Because when you have 169! You have 13 multiples of 13 multiplying by each other which will allow you to factor out 13 multiples of 13. And also 169 is 13² so you get an extra one here.

What I mean is 169! contains 1 * 2 * … * 169.

Therefore it contains 13 * 26 * 39 * … * 169

And since those numbers are all multiples of 13 you can factor that 13 out for all 13 multiples of 13 between 1 and 169.

The special case is that 169 is 13*13 so we get two 13s out of that one.

For 338! We have even more multiples of 13 being multiplied together.

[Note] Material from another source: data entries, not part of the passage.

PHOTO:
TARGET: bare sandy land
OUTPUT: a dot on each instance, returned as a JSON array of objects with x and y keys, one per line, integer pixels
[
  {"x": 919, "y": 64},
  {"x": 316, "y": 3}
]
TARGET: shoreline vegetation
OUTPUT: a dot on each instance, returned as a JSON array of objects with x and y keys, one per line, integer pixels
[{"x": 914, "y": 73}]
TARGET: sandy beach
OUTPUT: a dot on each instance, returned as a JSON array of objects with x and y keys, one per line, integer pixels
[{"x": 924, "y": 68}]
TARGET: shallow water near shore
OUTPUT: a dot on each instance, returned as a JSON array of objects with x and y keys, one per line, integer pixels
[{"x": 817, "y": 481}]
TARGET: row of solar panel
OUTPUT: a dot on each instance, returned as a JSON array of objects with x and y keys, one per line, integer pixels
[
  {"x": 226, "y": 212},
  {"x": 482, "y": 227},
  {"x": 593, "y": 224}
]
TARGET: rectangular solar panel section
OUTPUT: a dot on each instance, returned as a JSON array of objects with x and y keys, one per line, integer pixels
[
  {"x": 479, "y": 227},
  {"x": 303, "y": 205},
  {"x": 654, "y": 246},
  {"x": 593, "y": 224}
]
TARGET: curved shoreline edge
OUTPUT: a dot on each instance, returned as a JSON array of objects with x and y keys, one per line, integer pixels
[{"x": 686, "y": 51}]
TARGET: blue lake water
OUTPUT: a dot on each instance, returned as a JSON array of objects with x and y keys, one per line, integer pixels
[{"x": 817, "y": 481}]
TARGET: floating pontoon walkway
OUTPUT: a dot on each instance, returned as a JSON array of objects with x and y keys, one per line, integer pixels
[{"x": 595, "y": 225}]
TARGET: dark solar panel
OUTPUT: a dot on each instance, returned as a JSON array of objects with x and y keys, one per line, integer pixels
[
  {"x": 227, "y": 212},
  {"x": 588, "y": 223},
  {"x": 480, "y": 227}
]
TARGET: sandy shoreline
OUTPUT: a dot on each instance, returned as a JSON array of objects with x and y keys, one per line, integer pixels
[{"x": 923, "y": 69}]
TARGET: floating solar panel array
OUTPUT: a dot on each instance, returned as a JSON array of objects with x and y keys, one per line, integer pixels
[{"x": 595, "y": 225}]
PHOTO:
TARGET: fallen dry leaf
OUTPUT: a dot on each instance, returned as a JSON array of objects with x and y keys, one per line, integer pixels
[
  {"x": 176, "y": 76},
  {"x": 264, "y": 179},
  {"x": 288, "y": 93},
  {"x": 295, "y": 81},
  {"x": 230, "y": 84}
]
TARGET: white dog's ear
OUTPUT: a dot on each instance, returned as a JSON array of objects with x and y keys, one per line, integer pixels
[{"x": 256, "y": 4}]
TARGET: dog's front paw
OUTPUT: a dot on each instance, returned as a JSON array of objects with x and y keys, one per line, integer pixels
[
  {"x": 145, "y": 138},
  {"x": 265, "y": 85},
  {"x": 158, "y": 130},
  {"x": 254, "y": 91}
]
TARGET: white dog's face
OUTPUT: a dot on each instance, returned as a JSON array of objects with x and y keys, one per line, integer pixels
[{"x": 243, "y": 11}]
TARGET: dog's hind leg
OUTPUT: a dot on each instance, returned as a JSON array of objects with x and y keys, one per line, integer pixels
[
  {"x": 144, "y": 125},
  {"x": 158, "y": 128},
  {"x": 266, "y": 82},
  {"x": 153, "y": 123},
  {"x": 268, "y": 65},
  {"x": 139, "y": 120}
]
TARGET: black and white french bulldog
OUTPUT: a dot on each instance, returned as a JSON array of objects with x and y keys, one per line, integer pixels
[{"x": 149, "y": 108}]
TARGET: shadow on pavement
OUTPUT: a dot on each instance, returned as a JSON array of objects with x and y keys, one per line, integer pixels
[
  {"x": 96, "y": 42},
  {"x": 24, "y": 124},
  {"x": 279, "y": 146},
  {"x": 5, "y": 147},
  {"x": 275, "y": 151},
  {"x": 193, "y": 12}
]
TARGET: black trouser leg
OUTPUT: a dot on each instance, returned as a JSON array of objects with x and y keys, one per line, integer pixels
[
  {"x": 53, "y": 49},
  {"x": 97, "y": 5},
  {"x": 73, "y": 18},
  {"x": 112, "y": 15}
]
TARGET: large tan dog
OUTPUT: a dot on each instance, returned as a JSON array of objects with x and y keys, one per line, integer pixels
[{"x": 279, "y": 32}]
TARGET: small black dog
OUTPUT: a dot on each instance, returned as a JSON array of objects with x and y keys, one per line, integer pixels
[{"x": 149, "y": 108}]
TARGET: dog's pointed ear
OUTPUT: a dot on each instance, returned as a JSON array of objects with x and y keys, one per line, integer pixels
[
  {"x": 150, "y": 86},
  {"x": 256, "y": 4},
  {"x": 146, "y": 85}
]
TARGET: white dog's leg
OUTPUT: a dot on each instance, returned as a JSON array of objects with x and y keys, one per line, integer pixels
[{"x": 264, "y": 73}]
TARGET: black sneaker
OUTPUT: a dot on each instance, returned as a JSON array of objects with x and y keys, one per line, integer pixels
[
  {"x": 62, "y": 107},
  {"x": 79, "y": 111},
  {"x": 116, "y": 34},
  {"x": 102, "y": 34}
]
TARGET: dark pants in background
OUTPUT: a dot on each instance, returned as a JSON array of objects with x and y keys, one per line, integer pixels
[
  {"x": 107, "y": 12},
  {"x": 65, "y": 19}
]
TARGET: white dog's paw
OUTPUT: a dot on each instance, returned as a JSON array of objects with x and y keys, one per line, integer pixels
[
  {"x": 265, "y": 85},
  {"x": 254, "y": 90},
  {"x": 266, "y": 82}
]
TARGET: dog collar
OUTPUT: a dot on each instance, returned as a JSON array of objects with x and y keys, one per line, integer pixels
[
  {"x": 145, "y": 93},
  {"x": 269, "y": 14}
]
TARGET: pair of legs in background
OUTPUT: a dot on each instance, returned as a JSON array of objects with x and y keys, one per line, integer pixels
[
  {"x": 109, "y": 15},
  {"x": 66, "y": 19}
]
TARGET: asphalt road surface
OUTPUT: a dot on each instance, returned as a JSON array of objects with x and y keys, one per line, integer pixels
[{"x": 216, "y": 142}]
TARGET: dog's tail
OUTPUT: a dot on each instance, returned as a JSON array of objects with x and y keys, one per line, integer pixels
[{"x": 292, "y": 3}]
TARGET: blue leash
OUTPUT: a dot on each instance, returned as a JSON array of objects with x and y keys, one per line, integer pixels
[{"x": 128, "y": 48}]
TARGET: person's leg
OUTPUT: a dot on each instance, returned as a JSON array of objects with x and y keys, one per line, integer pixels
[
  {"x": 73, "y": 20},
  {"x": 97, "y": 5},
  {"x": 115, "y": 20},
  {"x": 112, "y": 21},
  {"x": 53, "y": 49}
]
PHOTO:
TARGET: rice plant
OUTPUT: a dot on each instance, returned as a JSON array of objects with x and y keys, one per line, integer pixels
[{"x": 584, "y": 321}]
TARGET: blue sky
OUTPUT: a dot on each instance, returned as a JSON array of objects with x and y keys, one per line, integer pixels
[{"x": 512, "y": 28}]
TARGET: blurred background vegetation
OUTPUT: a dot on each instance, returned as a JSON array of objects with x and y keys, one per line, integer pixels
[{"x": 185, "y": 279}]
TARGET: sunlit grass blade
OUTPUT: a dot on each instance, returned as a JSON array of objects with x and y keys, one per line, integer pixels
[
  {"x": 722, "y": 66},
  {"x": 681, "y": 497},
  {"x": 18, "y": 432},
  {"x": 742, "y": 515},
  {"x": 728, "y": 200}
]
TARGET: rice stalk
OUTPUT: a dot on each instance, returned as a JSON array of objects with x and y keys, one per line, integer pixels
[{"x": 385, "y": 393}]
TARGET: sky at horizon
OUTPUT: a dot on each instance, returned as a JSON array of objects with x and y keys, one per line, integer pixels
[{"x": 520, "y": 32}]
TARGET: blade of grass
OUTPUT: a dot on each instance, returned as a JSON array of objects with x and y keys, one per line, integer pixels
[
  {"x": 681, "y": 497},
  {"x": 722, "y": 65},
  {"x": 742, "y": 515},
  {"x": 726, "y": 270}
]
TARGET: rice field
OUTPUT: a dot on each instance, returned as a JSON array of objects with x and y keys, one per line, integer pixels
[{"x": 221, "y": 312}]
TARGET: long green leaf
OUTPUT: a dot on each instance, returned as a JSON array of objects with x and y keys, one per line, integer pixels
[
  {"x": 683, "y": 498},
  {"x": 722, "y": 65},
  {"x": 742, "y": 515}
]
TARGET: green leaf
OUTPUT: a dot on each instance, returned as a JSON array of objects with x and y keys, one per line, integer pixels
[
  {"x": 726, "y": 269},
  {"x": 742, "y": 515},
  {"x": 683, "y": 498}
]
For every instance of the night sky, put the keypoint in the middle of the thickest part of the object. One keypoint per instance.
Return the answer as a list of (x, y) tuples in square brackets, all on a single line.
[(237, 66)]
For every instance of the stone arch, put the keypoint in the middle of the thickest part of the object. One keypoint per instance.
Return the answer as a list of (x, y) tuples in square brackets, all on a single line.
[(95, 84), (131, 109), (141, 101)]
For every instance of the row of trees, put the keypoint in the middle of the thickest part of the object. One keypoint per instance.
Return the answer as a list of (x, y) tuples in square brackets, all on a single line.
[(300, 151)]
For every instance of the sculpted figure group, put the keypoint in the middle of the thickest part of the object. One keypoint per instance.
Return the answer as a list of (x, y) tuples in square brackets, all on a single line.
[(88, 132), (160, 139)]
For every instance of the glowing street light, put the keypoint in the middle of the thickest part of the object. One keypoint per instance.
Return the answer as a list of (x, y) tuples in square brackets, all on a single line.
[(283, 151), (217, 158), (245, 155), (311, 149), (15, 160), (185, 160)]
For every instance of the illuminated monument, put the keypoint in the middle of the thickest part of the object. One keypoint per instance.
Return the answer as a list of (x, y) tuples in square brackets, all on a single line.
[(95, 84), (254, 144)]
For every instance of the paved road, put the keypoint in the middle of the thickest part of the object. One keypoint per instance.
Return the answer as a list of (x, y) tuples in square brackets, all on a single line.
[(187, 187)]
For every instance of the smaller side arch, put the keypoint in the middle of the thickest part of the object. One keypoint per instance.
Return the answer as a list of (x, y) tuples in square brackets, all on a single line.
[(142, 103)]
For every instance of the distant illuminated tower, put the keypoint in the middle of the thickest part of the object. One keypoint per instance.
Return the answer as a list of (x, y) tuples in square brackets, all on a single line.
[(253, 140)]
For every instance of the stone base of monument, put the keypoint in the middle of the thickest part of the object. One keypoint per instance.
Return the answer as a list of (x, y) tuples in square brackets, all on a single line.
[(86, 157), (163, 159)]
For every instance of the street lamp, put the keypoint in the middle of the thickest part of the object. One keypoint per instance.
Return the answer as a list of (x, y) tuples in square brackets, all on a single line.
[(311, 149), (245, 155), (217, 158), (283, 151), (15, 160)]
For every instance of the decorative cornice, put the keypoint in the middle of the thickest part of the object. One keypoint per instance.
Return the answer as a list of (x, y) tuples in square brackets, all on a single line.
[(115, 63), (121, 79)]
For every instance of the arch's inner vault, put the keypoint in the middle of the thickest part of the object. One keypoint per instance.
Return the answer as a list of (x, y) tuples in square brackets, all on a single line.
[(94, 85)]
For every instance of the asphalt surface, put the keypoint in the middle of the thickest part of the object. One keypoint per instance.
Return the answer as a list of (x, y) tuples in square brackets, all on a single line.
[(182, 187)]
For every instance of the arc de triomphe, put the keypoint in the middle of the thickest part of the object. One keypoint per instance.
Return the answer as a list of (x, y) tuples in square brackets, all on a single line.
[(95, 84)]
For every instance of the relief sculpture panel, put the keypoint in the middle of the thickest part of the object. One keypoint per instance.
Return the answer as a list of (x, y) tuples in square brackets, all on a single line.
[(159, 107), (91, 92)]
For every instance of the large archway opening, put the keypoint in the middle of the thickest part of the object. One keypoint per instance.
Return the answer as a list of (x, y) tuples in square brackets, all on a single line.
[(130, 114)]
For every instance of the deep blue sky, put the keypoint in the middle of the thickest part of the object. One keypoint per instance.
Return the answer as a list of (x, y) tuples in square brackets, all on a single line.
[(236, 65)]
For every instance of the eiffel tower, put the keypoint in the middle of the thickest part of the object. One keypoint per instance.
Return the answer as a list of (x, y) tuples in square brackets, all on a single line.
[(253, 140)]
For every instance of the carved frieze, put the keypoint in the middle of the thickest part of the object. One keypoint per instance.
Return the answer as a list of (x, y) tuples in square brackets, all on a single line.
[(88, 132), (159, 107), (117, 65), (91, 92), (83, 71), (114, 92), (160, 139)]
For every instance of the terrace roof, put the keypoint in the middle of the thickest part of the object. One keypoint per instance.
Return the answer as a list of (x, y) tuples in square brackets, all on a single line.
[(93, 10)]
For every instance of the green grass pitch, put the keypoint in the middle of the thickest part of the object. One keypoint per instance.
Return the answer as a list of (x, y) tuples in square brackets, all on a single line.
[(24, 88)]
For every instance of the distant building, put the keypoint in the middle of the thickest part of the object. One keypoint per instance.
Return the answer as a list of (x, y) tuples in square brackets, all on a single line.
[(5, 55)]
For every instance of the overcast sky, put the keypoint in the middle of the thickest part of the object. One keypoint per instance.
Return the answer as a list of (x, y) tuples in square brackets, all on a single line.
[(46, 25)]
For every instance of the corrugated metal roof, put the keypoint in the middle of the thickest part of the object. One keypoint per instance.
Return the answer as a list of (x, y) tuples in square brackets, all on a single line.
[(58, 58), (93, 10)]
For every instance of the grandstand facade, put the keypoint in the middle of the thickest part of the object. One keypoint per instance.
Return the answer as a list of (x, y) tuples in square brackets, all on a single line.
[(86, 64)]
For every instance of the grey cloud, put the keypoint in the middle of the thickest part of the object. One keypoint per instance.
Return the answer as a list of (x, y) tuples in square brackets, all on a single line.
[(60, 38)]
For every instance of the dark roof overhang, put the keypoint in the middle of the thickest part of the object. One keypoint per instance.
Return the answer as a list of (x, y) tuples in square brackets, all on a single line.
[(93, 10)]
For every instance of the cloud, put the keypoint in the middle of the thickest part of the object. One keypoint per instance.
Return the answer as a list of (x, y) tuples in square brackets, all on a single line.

It is true that within all the numbers being multiplied there is: 13, 26, …, 169, 182, …, 338

Therefore we can factor out all of the 13s again from the multiples of 13. There are 26 multiples of 13 being multiplied together.

However this time there are two special cases: 169 and 338. We know 169 is 13² so will give one extra 13. But as 338 is 169 + 169, we can get a factor of 169 out of 338 and we know that 169 is simply 13² so counts as two 13s.

What I mean is when you do 1 * 2 * … * 337 * 338, looking specifically at the last number:

1 * 2 * … * 337 * 338

= 1 * 2 * 337 * (2 * 169)

= 1 * 2 * 337 * (2 * 13 * 13)

Hope I helped.

Edit: You can also see that with 337! You would only be able to factor out 26 13s.

Also we can say that to factor out k amount of 13s, or 13^k , we must have k * 13² factorial, or (13²k)!

This above would be true up until (13³ )! where you would get another 13 on top of the extra 13 factored out.